By Dr. Ronnie Reid
Pastor of Worship, Fayetteville First Baptist
There is an ongoing discussion regarding churches that are releasing their staff members because of their age.
This determination is not being made on the quality of the ministry of the staff member, but simply on their age. Apparently, there is an issue of perceived relevance that makes these older staff members unqualified to serve. Along with this ideology, there are churches that only want young people to lead and some that want nothing to do with the “under 30 crowd.”
Sadly, I used to have this same perception.
However, in 2006 something happened that caused my life to change drastically. This “something” was an interim pastor named Don. After a previous senior pastor resigned, a committee was formed (it’s the Baptist way, right?) to acquire an interim senior pastor for our church. The committee chair reported to the staff that they had chosen a 70-year-old interim.
“What?” I thought. “This is the guy that is going to help heal our church and move us forward? Impossible!”
At the time, I prided myself on having a good discernment about people and situations, but in this case I couldn’t have been more wrong! This 70 year old, retired pastor had more openness to new ideas and wisdom than I could have ever imagined! His people skills were incredible, and I am honored to have served under his leadership. In fact, when he found out he was dying of cancer, it was quite an impactful day in the life of our church.
As I was researching intergenerational worship for my doctoral degree, it became evident that there is a disconnect.
Many times I have found younger people who want nothing to do with the older and vice versa. I have heard, “We don’t need them bringing those young people into OUR service” and “Why would someone so old even attempt that?”
Sadly, these conversations can be heard throughout our churches across America. Because of modern medical practices and an ongoing focus on health, Americans live longer today than in previous generations. According to the United Nations projections, the estimated lifespan of a United States citizen is 79.05 years. Compare this to the average United States lifespan of 51.5 in 1912 and the issue of multiple generations in worship becomes clearer.
Never before in the history of Christendom has the church ministered to five generations in a single worship service.
Today one worship service may have Builders (born prior to 1946), Boomers (1946-64), Gen X (1965-84), Millennials (1985-2004), and Gen Z (2004-2014) worshipping together in a single service (this doesn’t include the current generation of children). The combining of these varied generations into a single worship service has led to stylistic issues both in music and structure.

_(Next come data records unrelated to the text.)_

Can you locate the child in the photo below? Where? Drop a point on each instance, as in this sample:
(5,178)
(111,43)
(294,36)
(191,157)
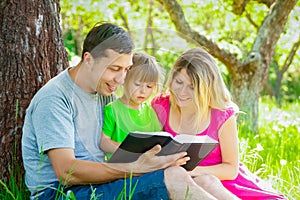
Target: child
(131,112)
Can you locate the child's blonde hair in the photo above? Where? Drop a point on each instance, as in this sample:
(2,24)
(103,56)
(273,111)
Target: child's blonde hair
(210,90)
(145,69)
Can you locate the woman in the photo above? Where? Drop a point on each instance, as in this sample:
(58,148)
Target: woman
(196,101)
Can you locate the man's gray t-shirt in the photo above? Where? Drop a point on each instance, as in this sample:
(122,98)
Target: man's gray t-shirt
(61,115)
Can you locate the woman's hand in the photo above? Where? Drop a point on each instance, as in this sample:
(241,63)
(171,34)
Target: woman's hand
(149,161)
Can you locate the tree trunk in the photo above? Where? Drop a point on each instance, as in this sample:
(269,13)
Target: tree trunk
(31,52)
(247,77)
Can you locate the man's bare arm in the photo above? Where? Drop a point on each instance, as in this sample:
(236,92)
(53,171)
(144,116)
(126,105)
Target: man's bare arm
(73,171)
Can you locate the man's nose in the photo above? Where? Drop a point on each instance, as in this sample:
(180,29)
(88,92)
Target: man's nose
(121,77)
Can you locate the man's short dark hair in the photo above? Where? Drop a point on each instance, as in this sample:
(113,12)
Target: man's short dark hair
(105,36)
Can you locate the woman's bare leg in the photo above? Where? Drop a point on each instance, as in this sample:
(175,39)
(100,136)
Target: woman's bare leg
(181,186)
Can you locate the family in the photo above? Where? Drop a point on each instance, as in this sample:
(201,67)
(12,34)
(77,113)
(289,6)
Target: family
(75,122)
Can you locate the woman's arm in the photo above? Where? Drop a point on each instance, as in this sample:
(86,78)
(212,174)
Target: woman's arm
(73,171)
(107,144)
(228,139)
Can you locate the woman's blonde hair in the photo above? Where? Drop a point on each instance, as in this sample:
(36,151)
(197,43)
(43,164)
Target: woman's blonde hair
(210,90)
(145,69)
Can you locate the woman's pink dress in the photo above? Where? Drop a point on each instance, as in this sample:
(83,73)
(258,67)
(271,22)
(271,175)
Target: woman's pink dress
(246,185)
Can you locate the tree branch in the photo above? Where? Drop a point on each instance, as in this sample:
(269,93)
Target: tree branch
(271,28)
(185,31)
(291,56)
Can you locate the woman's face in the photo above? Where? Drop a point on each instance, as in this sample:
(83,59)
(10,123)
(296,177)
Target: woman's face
(182,88)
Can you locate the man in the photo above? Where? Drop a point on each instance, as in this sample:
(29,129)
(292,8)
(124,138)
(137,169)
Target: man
(60,142)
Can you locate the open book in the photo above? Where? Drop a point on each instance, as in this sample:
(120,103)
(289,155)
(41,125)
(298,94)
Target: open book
(136,143)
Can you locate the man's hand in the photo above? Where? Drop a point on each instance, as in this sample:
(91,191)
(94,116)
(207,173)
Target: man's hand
(149,162)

Each generation often seeks a particular style, many times without regard to the other generations. In an attempt to alleviate these issues, church growth experts have suggested moving to multiple worship services with each having a specific style.
Unfortunately, this solution has not been without complications. Today, rather than seeking a place to serve as a local body, many families now seek a church that fits a specific worship style. Now, congregants are segregated by worship preference often under the banner of a single church name. Since these preferences are often defined by generations, the younger and older generations typically become separated.
This goes against what Scripture reveals. Psalm 145:4 reads, “One generation shall praise Your works to another, and shall declare Your mighty acts.” How can we minister to each other when we are segregating ourselves based upon age? How can my children bless the senior adults when they are never around them? How can an older adult share wisdom and discernment with a 20 something he is never in contact with? How many times have we been ministered to by an aging saint? How often are we blessed when we see young people giving their all for Christ as they grow and serve?
You see, when we stop growing together, we grow apart.
A few years ago, I had the privilege to be a part of a funeral for a great man of God. He and his wife would go on mission trips and serve food for those working. In fact, they went to Florida several years to serve food to the spring break crowd all while they were in their senior years of life. When I stop to think about how many lives were touched for Christ because of these two people’s amazing service, it’s incredible! What would have happened to those who were ministered to if this couple or the church said, “Can’t go, too old?”
Let’s become encouragers and champions to each other. Let’s determine to bless our brothers and sisters in Christ regardless of age and watch how He will move through us!